Gallipoli ended in defeat for the Allies but spawned several fascinating stories. A young British officer came to Gallipoli to serve with the 6th Gurkha Rifles. ‘I was so struck by their bearing in one of the most desperate battles in history that I resolved, should the opportunity come, to try to serve with them,’ wrote Lieutenant William Slim. Slim volunteered for posting to the Gurkha Regiment in India and rose to become a Field Marshal and a legendary war hero in the Indian Army. 2nd Lieutenant Reginald Savory was injured while leading soldiers of the 14th Ferozepur Sikhs in battle. A soldier, Uday Singh, saved his life and carried him to safety. It was the beginning of a remarkable story. The two families exchanged more than 100 letters. Uday Singh passed away in 1947. One day in 1968, Uday’s son had a visitor at home in Chandigarh. Lt General Savory had come to visit the family.

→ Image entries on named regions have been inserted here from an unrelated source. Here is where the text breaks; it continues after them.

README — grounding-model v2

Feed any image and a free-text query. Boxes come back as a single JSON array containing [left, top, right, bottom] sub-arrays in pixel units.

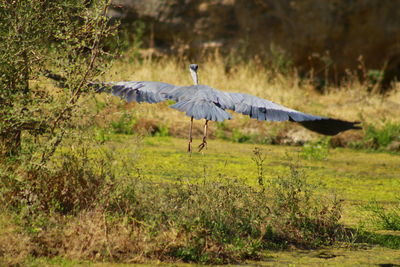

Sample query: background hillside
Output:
[[111, 0, 400, 88]]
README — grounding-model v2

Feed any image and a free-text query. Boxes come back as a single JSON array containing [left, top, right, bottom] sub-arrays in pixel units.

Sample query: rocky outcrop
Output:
[[114, 0, 400, 88]]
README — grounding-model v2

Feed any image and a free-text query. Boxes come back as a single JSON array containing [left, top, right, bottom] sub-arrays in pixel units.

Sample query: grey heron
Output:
[[98, 64, 361, 152]]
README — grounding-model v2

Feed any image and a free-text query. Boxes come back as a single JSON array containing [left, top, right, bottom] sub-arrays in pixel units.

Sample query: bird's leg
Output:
[[188, 117, 193, 153], [199, 120, 208, 152]]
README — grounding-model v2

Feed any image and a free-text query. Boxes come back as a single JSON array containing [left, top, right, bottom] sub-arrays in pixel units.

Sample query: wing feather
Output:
[[228, 93, 361, 135], [98, 81, 178, 103]]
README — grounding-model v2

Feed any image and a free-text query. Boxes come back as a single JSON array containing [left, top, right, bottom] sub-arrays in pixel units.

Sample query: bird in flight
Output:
[[98, 64, 361, 152]]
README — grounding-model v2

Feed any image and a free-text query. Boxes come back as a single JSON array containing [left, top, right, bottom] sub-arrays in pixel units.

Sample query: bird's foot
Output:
[[198, 139, 207, 152]]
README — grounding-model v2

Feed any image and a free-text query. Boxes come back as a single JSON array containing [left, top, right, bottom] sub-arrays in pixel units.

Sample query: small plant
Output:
[[251, 147, 267, 190], [111, 112, 137, 134], [300, 139, 329, 160], [363, 201, 400, 231]]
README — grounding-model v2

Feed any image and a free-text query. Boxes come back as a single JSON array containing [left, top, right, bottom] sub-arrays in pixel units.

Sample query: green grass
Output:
[[0, 135, 400, 266]]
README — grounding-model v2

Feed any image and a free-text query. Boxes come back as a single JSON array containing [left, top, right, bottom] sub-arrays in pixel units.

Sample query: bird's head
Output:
[[189, 64, 199, 85]]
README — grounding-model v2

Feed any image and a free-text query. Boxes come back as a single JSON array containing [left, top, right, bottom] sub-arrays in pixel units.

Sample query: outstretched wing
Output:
[[228, 93, 361, 135], [94, 81, 178, 103]]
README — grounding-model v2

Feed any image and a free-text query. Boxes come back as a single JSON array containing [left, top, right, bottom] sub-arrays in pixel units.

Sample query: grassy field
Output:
[[0, 57, 400, 266], [10, 135, 400, 266]]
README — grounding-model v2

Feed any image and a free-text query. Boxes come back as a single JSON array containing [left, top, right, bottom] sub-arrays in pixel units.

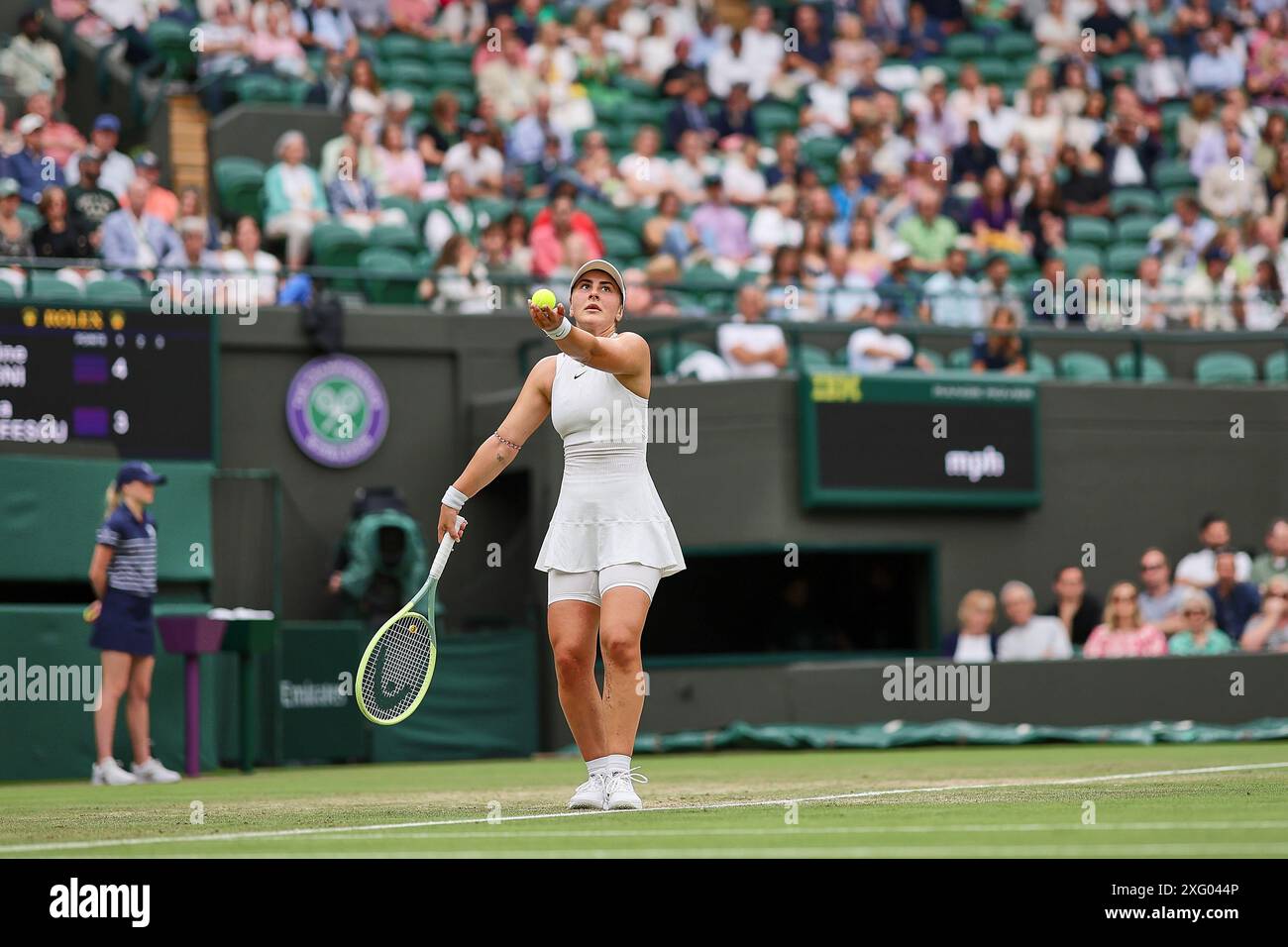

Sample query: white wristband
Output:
[[545, 316, 572, 342]]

On the road back to Istanbul, I wonder about Gallipoli’s place in history. In a world where wars rarely bring closure, Gallipoli is a rare example. Is it a land of mass graves that remind us about the futility of wars? Or is it also a land of stories of soldiers? I think of Havildar Punahang Limbu and his final resting place. The slope, where he won and died at the same time, confers an ode to his valour.